I think I will keep doing this, because I feel I’m just drawn that way 😊
But I felt that in this precise moment when almost all the world is called to slow down and just “listen”, I am called to do the same.
Slow down and stop “doing” too much.
This is the pattern I’m going to break - related to my empathy, sense of responsibility and sense of duty: a mix which usually brings me to “fill the voids” and support everybody in any circumstance, even anticipating other’s needs.
Will I do more “lives”? Maybe.
Will I post new videos? I think so…
Will I be available for anybody who wants to contact me, needing something? Of course.
My door is always open.
I am just stopping the “doing” coming from my urge - and need - to “do something” even before people ask me.

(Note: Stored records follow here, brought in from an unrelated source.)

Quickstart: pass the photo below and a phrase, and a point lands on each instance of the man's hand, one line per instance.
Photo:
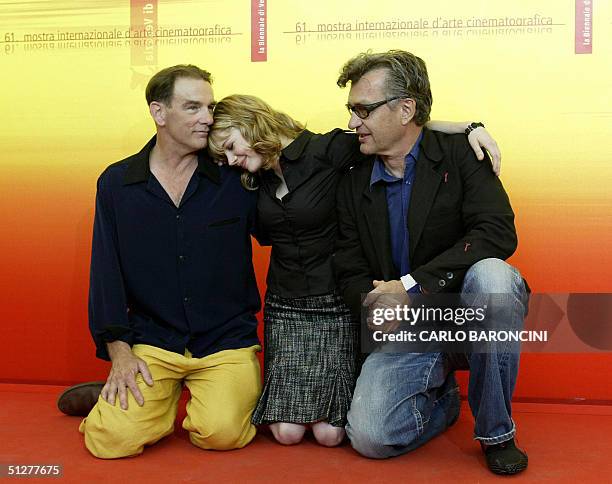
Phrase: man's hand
(386, 295)
(480, 137)
(123, 375)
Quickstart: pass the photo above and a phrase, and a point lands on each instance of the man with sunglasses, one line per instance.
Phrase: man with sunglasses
(423, 216)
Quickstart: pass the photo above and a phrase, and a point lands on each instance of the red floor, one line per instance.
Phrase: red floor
(566, 443)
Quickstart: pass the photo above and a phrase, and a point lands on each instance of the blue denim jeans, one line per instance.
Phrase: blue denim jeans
(403, 400)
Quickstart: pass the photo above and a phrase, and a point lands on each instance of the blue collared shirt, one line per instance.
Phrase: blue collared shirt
(167, 276)
(398, 192)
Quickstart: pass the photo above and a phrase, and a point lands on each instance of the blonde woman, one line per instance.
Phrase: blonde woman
(311, 342)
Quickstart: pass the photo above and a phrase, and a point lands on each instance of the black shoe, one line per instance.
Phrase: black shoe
(505, 458)
(78, 400)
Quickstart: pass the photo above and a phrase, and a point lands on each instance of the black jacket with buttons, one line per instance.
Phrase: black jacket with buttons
(459, 214)
(302, 226)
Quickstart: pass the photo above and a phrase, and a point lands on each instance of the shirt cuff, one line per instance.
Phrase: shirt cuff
(408, 282)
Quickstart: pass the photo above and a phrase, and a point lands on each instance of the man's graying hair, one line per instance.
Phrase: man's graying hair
(406, 77)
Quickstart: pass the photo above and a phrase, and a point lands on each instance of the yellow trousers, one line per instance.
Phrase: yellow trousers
(224, 389)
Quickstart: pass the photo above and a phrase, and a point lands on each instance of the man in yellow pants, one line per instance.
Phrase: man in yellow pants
(173, 295)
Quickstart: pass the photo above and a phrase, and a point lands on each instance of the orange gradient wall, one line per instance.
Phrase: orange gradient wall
(70, 107)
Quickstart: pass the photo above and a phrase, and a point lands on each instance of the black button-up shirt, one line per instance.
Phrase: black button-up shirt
(171, 277)
(302, 226)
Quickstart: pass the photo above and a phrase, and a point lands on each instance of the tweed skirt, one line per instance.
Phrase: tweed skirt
(311, 349)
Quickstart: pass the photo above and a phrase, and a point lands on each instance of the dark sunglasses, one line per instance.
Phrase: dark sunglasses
(363, 110)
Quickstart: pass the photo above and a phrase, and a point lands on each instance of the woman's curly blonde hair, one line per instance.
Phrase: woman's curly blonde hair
(260, 125)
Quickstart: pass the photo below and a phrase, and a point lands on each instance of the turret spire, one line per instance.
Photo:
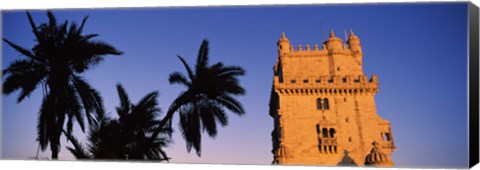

I choose spontaneity instead of anticipation (it’s much easier to replace a habit with something more functional than just to break it).
I am freeing myself from feeling obliged to do so (or “something”) every day.
This is what I’m ready to let go in this last day of Winter (yes, this year Spring is coming earlier).
I am enjoying the quiet of my house, the presence of my cats, the creativity of my son, the messages of my husband (who is abroad following a course), and from now on I will enjoy the spontaneous impulse to share anything, old or new, with all of you.
And now I feel now much more aligned with the invitation we are getting from this moment.
Slow down, observe, listen. Be with yourself. Be yourself. Find who you are, independently from what you “do”.
Is there anything you can enjoy letting go today? Find it and let it go.